KOLUMNE von NAOMI KLEIN * : Heimatfront
DIE Bush-Administration hat ihr nächstes Ziel für einen Präventivkrieg festgelegt, aber dieses Ziel ist weder der Iran noch Syrien oder Nordkorea – jedenfalls noch nicht.
Bevor sich die Bush-Bande zu neuen Abenteuern in ferne Länder aufmacht, muss sie erst einmal daheim ein bisschen Hausputz machen. Sie hat sich vorgenommen, mit den lästigen Nichtregierungsorganisationen aufzuräumen, die derzeit die Weltmeinung gegen Amerikas Bomben und andere Markenartikel aufbringen.
Der Krieg gegen die NGOs spielt sich an zwei klaren Fronten ab. An der einen erkauft sich die Regierung das Stillschweigen und die Komplizenschaft der großen etablierten humanitären und religiösen Organisationen, indem man ihnen lukrative Verträge für die Mitarbeit beim Wiederaufbau des Irak anbietet. An der anderen Front werden die eher unabhängig agierenden NGOs marginalisiert und kriminalisiert, indem man behauptet, ihre Tätigkeiten gefährdeten die Demokratie.
Für die erste Front, also für die Verteilung des Zuckerbrots, ist die US-Agency for International Development (USAID) zuständig, für die andere, das Schwingen der Peitsche, der mächtigste Thinktank von Washington, das American Enterprise Institute (AEI).
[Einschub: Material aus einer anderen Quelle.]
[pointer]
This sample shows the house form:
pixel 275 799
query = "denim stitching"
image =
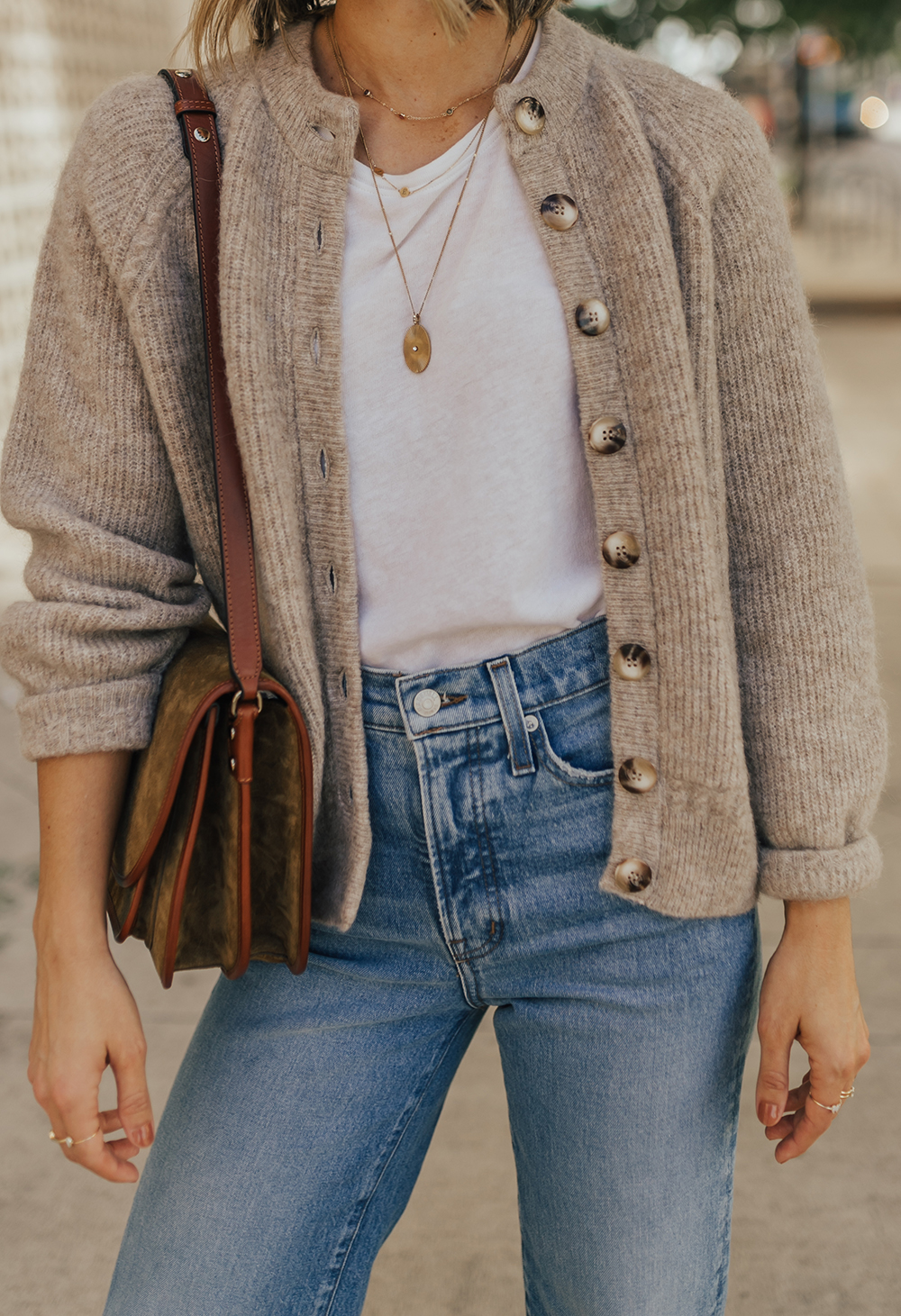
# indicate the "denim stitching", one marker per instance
pixel 390 1149
pixel 489 722
pixel 561 770
pixel 487 947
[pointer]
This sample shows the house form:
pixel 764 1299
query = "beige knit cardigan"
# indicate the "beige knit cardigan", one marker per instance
pixel 761 711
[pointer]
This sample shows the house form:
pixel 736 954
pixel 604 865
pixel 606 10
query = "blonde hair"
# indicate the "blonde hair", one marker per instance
pixel 214 23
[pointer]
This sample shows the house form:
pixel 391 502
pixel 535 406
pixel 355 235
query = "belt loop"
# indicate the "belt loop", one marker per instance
pixel 511 713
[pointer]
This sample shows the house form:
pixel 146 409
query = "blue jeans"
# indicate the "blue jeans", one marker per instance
pixel 305 1105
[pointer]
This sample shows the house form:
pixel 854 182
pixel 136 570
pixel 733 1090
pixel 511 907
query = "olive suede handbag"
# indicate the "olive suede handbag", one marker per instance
pixel 214 850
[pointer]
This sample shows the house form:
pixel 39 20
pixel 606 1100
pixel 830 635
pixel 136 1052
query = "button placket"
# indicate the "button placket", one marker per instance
pixel 638 816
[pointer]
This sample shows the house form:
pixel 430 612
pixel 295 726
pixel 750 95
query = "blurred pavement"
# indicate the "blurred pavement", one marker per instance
pixel 815 1236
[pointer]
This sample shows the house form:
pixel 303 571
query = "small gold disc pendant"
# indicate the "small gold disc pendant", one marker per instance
pixel 416 349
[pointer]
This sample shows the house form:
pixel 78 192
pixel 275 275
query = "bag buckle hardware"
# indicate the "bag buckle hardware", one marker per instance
pixel 237 700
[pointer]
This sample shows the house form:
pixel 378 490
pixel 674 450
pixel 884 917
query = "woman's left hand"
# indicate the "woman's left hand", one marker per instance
pixel 809 994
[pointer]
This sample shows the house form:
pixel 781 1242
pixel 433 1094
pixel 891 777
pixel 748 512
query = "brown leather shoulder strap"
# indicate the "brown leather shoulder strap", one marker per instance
pixel 196 114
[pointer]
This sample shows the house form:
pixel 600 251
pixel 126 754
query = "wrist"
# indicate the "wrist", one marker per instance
pixel 70 930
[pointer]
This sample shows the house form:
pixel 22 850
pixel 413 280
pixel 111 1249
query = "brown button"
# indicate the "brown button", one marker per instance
pixel 633 876
pixel 632 662
pixel 636 776
pixel 559 212
pixel 607 434
pixel 530 116
pixel 592 316
pixel 621 549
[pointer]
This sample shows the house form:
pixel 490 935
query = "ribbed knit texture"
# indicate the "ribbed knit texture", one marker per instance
pixel 761 711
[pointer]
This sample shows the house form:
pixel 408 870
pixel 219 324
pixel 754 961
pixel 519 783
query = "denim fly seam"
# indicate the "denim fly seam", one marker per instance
pixel 472 742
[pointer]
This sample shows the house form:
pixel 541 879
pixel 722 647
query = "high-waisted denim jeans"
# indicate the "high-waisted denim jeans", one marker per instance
pixel 305 1105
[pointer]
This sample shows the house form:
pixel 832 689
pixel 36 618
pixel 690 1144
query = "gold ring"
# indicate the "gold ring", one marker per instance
pixel 824 1107
pixel 71 1142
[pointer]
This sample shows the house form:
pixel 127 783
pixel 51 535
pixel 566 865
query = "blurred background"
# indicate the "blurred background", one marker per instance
pixel 824 80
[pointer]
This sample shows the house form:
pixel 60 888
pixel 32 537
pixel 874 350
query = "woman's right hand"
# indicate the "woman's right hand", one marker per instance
pixel 85 1019
pixel 85 1015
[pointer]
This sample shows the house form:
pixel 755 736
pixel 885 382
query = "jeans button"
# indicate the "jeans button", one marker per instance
pixel 427 703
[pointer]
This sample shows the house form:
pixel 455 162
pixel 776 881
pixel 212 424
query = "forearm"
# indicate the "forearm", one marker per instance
pixel 79 801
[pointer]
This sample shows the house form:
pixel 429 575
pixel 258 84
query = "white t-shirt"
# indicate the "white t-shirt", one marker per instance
pixel 470 500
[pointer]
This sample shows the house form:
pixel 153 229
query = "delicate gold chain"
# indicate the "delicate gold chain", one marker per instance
pixel 411 191
pixel 416 314
pixel 424 119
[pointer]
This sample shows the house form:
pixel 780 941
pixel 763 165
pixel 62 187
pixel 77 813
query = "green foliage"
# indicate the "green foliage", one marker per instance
pixel 861 26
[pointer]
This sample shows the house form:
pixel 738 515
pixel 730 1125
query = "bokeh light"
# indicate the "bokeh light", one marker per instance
pixel 874 112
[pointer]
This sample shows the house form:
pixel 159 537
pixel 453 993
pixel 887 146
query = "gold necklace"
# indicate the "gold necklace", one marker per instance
pixel 411 191
pixel 416 342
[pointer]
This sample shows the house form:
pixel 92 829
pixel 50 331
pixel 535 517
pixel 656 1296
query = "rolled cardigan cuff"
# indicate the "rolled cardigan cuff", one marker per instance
pixel 820 874
pixel 108 716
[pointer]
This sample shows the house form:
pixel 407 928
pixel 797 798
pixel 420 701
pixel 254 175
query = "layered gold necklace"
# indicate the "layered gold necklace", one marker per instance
pixel 416 341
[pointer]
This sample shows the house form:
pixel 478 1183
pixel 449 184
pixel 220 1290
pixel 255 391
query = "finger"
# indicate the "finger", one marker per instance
pixel 807 1125
pixel 76 1103
pixel 133 1096
pixel 110 1121
pixel 772 1078
pixel 776 1132
pixel 797 1098
pixel 105 1159
pixel 122 1148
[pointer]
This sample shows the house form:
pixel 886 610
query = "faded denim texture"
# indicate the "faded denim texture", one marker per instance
pixel 305 1105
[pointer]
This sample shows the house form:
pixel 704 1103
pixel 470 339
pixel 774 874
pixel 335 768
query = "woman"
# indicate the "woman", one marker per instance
pixel 555 556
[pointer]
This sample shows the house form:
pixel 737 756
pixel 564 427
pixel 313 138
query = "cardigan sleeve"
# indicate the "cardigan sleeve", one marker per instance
pixel 815 724
pixel 86 473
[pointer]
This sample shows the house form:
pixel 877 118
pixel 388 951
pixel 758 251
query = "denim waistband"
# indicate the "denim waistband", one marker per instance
pixel 477 694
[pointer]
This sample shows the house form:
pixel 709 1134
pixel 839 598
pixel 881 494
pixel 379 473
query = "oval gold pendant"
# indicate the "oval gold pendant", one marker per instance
pixel 416 349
Der USAID-Vorsitzende Andrew Natsios hat in einer Rede am 21. Mai in Washington die US-amerikanischen NGOs gerügt, weil sie sich einer Aufgabe verweigert hätten, von der die meisten gar nicht ahnten, dass sie die Ihre sei: PR-Arbeit für die US-Regierung zu machen. Auf der Konferenz von InterAction (ein Netzwerk von 160 NGOs, die Katastrophen- und Entwicklungshilfe leisten), äußerte Natsios, er sei „irritiert“, dass die hungernden und kranken Kinder in Irak und Afghanistan nicht einmal wüssten, dass sie die Nahrungsmittelpakete und die Impfstoffe durch die Güte des Mr. George W. Bush aus Washington empfangen hätten.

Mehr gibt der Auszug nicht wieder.